# PT2399 Delay mods - Repeats drive circuit questions



## FancyEspresso (Jun 19, 2020)

This isn’t a pedalpcb project but I had no luck on reddit and you guys are so helpful I thought I’d try here anyways

I’m about to start breadboarding a deep blue delay and I’m gonna build it on vero.. I really want to trick it out and so I’m thinking of some interesting mods here.

If I were to add a dirt circuit, maybe a SHO or light speed, after the delay, but I just want it on REPEATS, where would I wire this in? pin 14 and 15 are marked as output pins, which is dry and which is wet? Along with that, would I place it immediately after the pin, or after all the caps and resistors that are connected to the pin but before it’s brought back to the output?

Sorry that this is a lot at once, just really need some help so I don’t mess anything up in the process of trying to figure this out


----------



## phi1 (Jun 19, 2020)

I made a delay pedal (DBD circuit actually) with send/return jacks to put whatever effect on the repeats only. I just stuck it right after the 1uF cap (coming from the 1k off pin14). Basically just attach the send wire to your other effect to the - side of the 1uF, and the return wire from your effect to the 2k/mix 3 junction. Worked great for me, I had the send/return jacks wired so with nothing plugged in the circuit worked like normal. Eventually I dismantled and reassembled as a normal delay as I found I wasn’t using it that much (and the first build’s enclosure was kinda ugly).
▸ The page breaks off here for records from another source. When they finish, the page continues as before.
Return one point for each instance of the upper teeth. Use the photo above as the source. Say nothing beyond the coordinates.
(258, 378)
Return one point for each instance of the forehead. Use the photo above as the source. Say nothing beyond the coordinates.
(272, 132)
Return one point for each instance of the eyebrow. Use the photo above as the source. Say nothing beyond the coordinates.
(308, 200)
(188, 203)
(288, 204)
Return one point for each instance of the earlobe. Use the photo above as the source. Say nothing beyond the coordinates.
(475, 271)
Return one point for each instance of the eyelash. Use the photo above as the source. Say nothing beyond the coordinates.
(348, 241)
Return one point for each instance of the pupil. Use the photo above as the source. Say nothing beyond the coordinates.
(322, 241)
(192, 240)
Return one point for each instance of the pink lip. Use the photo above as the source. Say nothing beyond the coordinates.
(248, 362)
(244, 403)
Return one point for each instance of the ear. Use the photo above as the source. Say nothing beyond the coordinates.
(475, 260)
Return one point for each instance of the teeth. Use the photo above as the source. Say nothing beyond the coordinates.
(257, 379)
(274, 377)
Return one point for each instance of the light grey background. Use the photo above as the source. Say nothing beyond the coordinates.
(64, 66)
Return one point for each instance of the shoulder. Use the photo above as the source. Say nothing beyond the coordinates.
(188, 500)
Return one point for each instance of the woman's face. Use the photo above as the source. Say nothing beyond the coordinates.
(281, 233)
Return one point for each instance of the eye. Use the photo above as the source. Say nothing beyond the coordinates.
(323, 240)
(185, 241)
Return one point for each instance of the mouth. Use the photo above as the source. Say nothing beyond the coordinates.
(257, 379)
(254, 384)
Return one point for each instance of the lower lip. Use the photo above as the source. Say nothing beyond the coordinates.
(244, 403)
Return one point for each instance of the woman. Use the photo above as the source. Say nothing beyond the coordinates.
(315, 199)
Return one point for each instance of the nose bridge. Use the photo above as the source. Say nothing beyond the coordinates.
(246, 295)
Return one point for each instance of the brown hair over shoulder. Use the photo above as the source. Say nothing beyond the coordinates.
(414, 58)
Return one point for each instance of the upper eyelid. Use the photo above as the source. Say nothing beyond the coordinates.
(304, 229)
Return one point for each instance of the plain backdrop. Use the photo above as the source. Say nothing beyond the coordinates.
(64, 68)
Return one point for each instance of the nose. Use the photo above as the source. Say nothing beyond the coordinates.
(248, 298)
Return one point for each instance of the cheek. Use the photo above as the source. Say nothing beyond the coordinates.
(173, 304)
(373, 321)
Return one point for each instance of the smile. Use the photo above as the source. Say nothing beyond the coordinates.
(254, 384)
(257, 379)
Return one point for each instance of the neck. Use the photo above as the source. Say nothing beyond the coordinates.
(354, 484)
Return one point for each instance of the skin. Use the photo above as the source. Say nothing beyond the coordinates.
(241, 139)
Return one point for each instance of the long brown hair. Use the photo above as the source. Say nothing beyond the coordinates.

keep in mind a SHO will basically just make it loud, not really give it a dirt effect on its own.


----------



## FancyEspresso (Jun 20, 2020)

Awesome thanks! I think I’ll try those spots for the I/O wires for the dirt circuit. I thought you could add a master volume to the SHO and crank the gain to the transistor to get a pretty natural mosfet drive I thought would work well and then tame the volume, however i may not be remembering correctly. If not, any suggestions for a nice circuit to stick in the for a good degraded dirty lofi repeats? Extra points if it goes from a subtle drive to completely obliterating the repeats!


----------



## Mcknib (Jun 20, 2020)

Anchovie did the noise ensemble you might get a few ideas from his circuit

https://www.diystompboxes.com/smfforum/index.php?topic=87493.0

There's plenty of layouts and mods of the original around give it a google


----------